- Directed by: Jason Michael Brescia
- Written by: Jason Michael Brescia
- Produced by: Bob Burton Renee De Ponte Bryson Pintard
- Starring: Rob Steinhauser Joseph Booton Mindy Sterling Jason Mewes Kevin Nash
- Distributed by: Lionsgate
- Release date: August 28, 2012;
- Running time: 85 minutes
- Country: United States
- Language: English

= The Newest Pledge =

The Newest Pledge is a 2012 comedy film written and directed by Jason Michael Brescia. The film is about the hard-partying Omega fraternity and their struggles to raise a baby that they find on their doorstep. The film was released in North America by Lionsgate.

==Plot==
The morning after a night of binge drinking and patriotic partying, the Omega fraternity awaken to find a baby on their doorstep. After little deliberation, the fraternity members, led by their president Hodges, decide to raise the baby and name him Kegston. In a short period of time raising a baby runs the fraternities finances dry, leading Hodges to seek advice from former Omega president, and current professor at the university Professor Street (played by Jason Mewes).

On the verge of losing their baby due to bankruptcy, Pledge, a freshman fraternity member, suggests that the Omega's throw a party to raise funds.
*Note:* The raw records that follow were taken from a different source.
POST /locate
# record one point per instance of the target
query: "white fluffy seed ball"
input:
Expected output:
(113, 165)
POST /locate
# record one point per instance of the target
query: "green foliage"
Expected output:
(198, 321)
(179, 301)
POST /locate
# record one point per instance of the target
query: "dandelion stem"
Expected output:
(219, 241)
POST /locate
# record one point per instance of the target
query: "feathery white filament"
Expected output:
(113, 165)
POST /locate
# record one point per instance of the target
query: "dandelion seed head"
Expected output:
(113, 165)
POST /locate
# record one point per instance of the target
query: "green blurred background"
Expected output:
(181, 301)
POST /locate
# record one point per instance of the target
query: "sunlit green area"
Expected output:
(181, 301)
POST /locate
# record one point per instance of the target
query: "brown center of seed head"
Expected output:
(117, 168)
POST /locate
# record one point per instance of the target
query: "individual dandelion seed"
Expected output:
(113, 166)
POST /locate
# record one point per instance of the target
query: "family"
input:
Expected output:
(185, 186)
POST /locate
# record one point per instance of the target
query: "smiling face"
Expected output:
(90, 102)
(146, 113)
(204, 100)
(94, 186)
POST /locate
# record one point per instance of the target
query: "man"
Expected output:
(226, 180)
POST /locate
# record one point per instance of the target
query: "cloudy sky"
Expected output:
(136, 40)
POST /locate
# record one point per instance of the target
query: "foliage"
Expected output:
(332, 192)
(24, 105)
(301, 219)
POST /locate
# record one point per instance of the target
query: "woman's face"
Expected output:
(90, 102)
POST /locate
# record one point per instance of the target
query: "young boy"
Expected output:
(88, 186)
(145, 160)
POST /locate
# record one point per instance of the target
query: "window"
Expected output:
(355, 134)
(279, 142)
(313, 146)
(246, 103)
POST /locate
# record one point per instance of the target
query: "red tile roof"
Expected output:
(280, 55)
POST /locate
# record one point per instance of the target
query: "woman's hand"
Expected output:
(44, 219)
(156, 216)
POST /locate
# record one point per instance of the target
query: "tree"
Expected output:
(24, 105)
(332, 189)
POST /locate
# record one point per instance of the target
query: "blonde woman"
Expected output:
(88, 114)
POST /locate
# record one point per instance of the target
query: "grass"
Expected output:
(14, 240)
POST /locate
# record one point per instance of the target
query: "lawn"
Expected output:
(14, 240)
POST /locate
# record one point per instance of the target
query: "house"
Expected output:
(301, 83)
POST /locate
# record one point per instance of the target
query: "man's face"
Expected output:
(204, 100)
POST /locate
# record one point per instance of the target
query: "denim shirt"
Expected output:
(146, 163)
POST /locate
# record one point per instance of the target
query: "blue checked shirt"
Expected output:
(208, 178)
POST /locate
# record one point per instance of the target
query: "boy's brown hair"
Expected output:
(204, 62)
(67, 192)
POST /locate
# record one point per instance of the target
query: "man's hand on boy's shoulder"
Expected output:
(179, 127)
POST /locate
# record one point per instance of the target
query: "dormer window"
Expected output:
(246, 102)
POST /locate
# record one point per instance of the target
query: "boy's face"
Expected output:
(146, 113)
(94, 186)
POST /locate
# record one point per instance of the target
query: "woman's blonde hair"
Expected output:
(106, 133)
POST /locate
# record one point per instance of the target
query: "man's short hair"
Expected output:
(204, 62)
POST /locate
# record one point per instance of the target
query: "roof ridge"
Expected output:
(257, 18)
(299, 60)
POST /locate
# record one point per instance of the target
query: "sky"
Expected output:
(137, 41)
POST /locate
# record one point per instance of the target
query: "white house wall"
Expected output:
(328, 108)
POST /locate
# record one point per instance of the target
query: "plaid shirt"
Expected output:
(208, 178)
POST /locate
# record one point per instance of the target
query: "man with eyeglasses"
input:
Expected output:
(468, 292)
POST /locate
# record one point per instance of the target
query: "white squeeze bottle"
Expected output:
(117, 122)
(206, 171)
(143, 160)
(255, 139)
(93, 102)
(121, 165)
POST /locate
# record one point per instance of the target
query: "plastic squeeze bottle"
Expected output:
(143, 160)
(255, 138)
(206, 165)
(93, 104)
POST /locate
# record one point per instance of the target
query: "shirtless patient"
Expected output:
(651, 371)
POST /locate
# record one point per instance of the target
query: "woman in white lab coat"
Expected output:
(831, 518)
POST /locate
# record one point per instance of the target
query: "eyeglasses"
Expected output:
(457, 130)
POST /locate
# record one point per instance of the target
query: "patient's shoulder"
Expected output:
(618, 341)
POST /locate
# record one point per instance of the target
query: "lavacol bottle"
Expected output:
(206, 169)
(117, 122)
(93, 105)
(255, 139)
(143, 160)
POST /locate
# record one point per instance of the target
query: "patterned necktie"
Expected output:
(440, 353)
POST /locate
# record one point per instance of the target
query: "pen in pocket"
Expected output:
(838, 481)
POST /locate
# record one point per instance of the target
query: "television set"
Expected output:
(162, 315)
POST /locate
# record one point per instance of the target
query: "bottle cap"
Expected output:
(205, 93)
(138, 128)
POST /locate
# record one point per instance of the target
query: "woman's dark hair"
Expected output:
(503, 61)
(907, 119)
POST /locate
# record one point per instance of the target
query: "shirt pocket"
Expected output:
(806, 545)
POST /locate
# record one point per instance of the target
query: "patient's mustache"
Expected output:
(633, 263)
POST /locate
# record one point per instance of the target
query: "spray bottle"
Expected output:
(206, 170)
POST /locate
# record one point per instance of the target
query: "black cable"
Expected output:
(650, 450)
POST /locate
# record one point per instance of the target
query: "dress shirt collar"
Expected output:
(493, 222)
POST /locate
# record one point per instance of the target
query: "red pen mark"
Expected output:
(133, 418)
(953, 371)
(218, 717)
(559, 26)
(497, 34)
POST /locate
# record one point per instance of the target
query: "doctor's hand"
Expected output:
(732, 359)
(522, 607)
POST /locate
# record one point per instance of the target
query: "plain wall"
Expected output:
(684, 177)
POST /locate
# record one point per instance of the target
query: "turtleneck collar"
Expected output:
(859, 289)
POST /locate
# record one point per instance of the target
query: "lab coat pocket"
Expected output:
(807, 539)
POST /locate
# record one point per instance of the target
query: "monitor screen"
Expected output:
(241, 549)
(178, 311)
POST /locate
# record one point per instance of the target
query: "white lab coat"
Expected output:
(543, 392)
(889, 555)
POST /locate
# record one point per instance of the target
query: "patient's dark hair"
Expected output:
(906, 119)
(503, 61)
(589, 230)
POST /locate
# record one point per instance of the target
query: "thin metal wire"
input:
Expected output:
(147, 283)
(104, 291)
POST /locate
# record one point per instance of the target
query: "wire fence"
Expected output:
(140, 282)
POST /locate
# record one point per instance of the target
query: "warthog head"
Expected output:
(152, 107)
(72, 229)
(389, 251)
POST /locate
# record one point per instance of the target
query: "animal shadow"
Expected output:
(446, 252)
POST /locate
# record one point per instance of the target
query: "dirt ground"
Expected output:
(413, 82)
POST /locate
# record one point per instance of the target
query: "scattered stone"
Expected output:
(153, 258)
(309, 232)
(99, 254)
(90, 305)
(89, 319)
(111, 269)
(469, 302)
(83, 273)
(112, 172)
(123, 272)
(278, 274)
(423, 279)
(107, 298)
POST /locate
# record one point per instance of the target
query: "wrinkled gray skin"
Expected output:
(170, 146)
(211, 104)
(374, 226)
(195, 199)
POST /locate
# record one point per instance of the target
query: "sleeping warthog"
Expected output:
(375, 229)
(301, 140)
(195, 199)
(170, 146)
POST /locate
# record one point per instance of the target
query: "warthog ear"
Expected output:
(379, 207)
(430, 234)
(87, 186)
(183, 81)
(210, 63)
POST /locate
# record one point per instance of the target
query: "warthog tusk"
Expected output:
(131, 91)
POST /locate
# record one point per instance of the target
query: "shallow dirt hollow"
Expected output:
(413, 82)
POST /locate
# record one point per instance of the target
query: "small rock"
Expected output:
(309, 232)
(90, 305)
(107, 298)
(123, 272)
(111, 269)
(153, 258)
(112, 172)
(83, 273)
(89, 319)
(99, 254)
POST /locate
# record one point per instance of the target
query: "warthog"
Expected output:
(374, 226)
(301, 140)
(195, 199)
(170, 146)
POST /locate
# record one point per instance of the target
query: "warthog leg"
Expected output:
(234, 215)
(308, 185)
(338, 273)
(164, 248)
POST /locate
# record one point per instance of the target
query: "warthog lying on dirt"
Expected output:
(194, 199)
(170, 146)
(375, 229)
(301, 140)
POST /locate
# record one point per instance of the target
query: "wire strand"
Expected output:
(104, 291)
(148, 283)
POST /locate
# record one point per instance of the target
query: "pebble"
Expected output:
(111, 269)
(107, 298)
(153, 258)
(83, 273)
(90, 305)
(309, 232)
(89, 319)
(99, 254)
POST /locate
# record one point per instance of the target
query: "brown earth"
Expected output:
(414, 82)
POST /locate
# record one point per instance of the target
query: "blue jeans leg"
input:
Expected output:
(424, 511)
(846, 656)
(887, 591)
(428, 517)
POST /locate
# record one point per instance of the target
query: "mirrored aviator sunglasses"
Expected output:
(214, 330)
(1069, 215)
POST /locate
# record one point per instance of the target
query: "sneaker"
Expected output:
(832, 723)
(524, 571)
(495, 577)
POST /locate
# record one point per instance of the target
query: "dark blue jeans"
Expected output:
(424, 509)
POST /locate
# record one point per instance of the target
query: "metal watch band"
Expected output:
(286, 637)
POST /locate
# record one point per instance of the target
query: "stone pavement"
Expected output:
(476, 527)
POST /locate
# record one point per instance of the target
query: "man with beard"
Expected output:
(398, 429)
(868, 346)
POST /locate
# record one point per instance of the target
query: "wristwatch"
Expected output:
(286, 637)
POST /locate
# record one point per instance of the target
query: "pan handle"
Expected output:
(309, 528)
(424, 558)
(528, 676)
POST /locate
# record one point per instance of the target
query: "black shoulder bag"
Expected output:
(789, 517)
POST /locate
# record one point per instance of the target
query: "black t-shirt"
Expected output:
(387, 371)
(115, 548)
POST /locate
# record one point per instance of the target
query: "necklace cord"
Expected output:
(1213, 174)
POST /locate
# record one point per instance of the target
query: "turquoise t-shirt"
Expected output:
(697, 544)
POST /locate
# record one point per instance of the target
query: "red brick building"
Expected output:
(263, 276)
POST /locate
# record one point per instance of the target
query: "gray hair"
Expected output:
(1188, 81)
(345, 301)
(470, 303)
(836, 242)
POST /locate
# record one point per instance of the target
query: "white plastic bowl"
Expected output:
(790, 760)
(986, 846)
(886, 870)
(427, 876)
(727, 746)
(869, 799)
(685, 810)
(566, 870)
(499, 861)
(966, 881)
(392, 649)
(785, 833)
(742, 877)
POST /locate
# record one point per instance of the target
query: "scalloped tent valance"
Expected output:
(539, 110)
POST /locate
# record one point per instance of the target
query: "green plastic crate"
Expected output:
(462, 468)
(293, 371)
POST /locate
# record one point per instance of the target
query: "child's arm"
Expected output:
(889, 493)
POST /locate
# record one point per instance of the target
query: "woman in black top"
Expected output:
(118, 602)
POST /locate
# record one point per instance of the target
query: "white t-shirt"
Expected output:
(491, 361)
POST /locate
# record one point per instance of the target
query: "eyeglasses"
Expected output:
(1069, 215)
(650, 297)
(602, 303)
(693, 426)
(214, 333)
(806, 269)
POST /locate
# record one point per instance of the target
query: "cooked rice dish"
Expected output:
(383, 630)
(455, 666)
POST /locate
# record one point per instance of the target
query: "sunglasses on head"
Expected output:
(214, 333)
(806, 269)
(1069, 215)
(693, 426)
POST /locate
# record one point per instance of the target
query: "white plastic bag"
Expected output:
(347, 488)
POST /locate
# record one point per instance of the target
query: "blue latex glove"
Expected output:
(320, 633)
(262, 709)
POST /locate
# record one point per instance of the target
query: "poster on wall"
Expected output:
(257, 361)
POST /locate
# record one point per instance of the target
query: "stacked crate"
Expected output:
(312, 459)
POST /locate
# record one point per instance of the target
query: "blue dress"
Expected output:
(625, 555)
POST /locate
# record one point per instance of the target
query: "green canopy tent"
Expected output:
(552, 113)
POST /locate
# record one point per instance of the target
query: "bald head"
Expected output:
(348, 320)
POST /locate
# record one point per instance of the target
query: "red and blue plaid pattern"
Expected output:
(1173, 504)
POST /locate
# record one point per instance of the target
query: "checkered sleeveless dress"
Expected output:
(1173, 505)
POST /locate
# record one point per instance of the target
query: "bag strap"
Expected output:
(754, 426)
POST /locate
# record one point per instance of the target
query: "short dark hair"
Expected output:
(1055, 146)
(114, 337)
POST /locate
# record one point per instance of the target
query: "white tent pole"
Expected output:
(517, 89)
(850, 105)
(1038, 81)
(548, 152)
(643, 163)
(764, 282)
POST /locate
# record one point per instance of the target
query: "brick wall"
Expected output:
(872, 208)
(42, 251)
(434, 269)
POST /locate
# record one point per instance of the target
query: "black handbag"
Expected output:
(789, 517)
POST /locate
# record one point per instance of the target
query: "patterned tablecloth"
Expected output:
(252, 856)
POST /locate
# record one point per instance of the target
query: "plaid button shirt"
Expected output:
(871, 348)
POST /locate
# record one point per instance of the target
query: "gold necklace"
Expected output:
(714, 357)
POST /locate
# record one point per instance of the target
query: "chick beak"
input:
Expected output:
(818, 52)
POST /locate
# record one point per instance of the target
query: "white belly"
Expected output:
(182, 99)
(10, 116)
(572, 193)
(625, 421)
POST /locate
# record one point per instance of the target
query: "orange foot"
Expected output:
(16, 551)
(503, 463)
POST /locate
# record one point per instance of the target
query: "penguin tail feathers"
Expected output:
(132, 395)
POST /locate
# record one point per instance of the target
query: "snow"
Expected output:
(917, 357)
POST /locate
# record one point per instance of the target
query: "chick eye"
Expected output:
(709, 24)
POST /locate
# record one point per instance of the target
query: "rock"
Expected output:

Despite Phi Tau Tau, the rival fraternities best attempt to ruin the party, the Omega's raise the funds necessary to keep Kegston only to be hit with the news that no non-students can live in Greek housing. This leads Hodges, along with his fraternity brothers Night Train, 39, and Renato to visit President Dumervile (played by Mindy Sterling). Despite schmoozing the President to the best of their abilities, President Dumervile informs the Omega's that it is too late in the year for her to make any changes, and that "rules are rules".

Days later, with hope dwindling, Night Train, the schools championship running back gets drafted into the NFL and decides to use his money to start a scholarship for babies. The school and President Dumervile then allow Kegston to be a student at the university, foiling Phi Tau Tau's second attempt to rid the Omega's of their newest member.

Later in the semester, at the Omega's Spring Formal, Hodges declares Pledge the candidate to succeed him as President of the Omegas. The Omega's hadn't lost a Greek Board election in almost a century, but Rico (played by Joseph Booton), the leader of the Phi Tau Tau's, creates a campaign slandering the Omega's, stating that they kidnapped the baby. Rico and Pledge's presidential contest culminates at the Greek Board debate where Pledge presents a paternity test to President Dumervile stating who the real father of the baby is.

==Release==
The Newest Pledge premiered on October 30, 2010 at the New Beverly Cinema in Los Angeles, California. Before its wide release on August 28, 2012, the film screened at the Houston Comedy Film Festival, the Wet Your Pants Comedy Film Festival in Indianapolis, and Indie Fest United States in Garden Grove, California. The film had several private or limited engagement theatrical screenings including a New York City premiere at Cinema Village, a screening at the Dodge College of Film and Media Arts where several key crew members graduated, and a screening at the art house theater in Jason Michael Brescia's home town of Malverne, New York.

The film was released in 16x9 widescreen 1.78:1 and Dolby 5.1 digital audio by Lionsgate DVD. The DVD also includes commentary with writer director Jason Michael Brescia, and actors Kevin Myers, Rob Steinhauser, and Beth Lepley.